El último hippie
- Marvin Galeas
- 31 ene 2020
- 3 Min. de lectura
La noticia me golpeó hondo en el alma. Allí estaba en el diario la foto de Roberto, tirado, al lado de un taxi, en una calle del barrio San Miguelito. La noticia decía que había muerto luego de un enfrentamiento con la policía. Las circunstancias eran confusas. Era el segundo de mis amigos que moría a balazos en menos de quince días, en aquel julio fatídico 1980.
Eran tiempos de sangre y pelos de punta. No había lugar para medias tintas. Conocí a personas de pensar sereno orillados, de pronto, a asumir posiciones extremas en uno u otro bando. O eras o no eras. La sociedad fracturada. Los odios a flor de piel. Y, empujado más por emociones que por reflexiones decidí un día, como el Mambrú de la canción, irme a la guerra.
En la víspera de la partida, cuando todo mundo parecía andar de prisa y en extrañas diligencias, me encontré frente al café vacío de poetas, a Pedro Portillo. La tarde era gris y el ambiente olía a tormenta. Pedro, como siempre, tenía un aire de “la cosa no es conmigo”. Vestía una camisa de manta de varios colores, jeans y sandalias. Cabello largo y barba crecida. Varios collares hechos de piedras preciosas colgaban de su cuello, pulseras de jade en las muñecas y un muestrario de anillos en los dedos.
“Me voy Pedro, esta cosa se jodió”, le dije a manera de despedida. Entonces Pedro sacó del morral de cuero, que siempre colgaba de su hombro, una especie de pluma de ave rara. Era larga y de color celeste, con lunares azules y verdes. Sin decir palabra, me la pasó por los brazos, el cuello y la cabeza. Le pregunté qué significaba aquel ritual en plena calle. “Es para que nunca te pase nada”, me dijo. Esa fue la última vez que lo vi antes marchar al frente de batalla.
A Pedro Portillo lo conocí a mediados de los setenta en el café de los poetas. Allí llegaba a conversar de teatro, poesía y música, o a negociar vasijas de barro con códices mayas que él mismo dibujaba y que no pocos creían que eran auténticas. Yo era por entonces un adolescente, más bien conservador, pero con muchas inquietudes y curiosidades. Me hice amigo de Pedro y de los poetas.
Me contó de cómo se convirtió en hippie en San Francisco, en la época precisa del surgimiento de ese movimiento de la contracultura. Eran los tiempos de la reacción juvenil al creciente consumismo materialista, de rechazo a la guerra de Vietnam; todo con música de fondo de Janis Joplin, Jimmy Hendrix, Joan Baez, Joe Cocker, Jefferson Airplane, entre otros. Pero era un rechazo pacífico. “Hagan el amor y no la guerra”, “Amor y paz”, decían sus consignas.

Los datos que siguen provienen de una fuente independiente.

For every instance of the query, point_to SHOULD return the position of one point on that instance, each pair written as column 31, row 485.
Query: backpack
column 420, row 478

Pero Pedro era también medio brujo. Me contó de sus experiencias con el mundo mágico de los indios yaquis de México, para quienes ciertas drogas no son un fin, sino elementos importantes en rituales religiosos. Vi sufrir a Pedro por el amor imposible de una mujer con cuerpo de flauta de quien quemó todas sus fotos y dibujos mientras escuchaba, melancólico, música de Bob Dylan. Las historias de Pedro Portillo eran una mezcla de realismo sicodélico, maravillosa inventiva y riqueza narrativa en donde uno nunca sabía en qué momento terminaba la verdad y comenzaba la genial invención.
Y mientras el país se desbarrancaba por el abismo de la guerra, Pedro tomó partido, de verdad, por la no violencia. Nunca fue amigo del poder. Más bien lo detestaba. Pero no lo combatía. Simplemente no se mete con él, ni deja que el poder se meta con su vida. Nunca ha tenido tarjetas de crédito, ni ha votado por nadie. Jamás ha firmado ningún contrato, ni se ha comprometido con absolutamente nada. Pero aquella tarde, en las vísperas del incendio, me frotó un amuleto para la buena suerte.
Después de 12 largos años de peregrinajes, balas, sustos, bombardeos y angustias, me volví a encontrar, emocionado, con mi amigo Pedro. No pienso mucho en la magia, ni en amuletos de la buena suerte, pero lo cierto es que de la guerra salí vivo y sin ningún rasguño. Pedro sigue igual que en los sesentas: es, en El Salvador el último hippie.